De joven tenía en clase un compañero extremadamente moderado en las maneras, en las ideas, en la honradez, y en la forma de hablar. Siempre me asombraba su capacidad para la equidistancia y la flotación. Tenía extrañísima fama de buen tipo, pero era el típico que, mientras un matón descuartizaba a un pequeñajo, venía y le pedía explicaciones al pequeñajo mientras indultaba al matón.
Un buen día, durante un partido de fútbol de patio de colegio, se puso en la barrera del equipo contrario. Lanzaba yo la falta. Por alguna extraña razón, tal vez fruto de su extrema afición a la equidistancia, en vez de protegerse las partes íntimas se tapaba la cara con las manos. Un viento de maldad cruzó mi cabeza y, sin que fuera la idea inicial, zapateé la pelota con la rabia de un recién liberado de prisión, saliendo esta demasiado baja, y alcanzando muy lentamente altura hasta impactar de lleno en el epicentro del eje de rotación de los huevos del moderado a la velocidad de un tomahawk joven.

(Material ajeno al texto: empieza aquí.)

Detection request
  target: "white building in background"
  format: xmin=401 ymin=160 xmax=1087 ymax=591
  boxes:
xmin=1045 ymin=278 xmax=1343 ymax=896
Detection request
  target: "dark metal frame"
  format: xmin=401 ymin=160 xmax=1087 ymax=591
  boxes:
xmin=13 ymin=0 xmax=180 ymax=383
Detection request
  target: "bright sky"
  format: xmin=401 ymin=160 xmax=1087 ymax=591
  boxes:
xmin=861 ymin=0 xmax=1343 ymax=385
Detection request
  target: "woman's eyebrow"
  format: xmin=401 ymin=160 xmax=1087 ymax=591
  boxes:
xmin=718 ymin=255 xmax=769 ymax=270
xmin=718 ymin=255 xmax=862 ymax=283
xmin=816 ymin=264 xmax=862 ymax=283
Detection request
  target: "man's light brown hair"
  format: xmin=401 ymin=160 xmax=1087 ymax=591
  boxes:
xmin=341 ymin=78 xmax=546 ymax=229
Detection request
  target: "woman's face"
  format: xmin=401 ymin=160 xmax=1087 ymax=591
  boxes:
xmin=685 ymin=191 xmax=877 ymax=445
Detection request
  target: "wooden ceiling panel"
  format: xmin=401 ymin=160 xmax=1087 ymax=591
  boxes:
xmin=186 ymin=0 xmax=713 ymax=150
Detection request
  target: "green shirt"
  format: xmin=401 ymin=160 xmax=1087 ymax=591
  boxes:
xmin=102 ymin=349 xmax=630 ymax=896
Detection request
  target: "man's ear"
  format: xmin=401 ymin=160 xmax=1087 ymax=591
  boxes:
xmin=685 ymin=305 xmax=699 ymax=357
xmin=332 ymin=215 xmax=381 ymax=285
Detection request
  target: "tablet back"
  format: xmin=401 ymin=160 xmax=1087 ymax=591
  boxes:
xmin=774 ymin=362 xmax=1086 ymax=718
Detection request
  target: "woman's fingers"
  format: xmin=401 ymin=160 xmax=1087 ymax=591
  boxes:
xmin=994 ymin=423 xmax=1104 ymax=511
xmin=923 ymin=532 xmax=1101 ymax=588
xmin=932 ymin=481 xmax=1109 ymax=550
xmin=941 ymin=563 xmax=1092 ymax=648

El muchacho, habiendo olvidado durante un instante su tibia posición en la vida, exclamó enrojecido mientras daba pequeños saltitos: «¡Díaz, cabrón, me acabas de volar las pelotas!», a lo que gustosamente respondí en su tono habitual, porque el moderado sólo merece la misma equidistancia que ofrece ante todos los dilemas morales: «En absoluto, Gómez, tampoco seas extremista». Espero que el buen Dios no me lo tenga en cuenta. Pero, quién podría imaginarlo, el tipo hoy es un talibán wokista, animalista, calentólogo, y aliado feminista modalidad planchabragas. Y sin pelotas. Mira, eso que me llevo.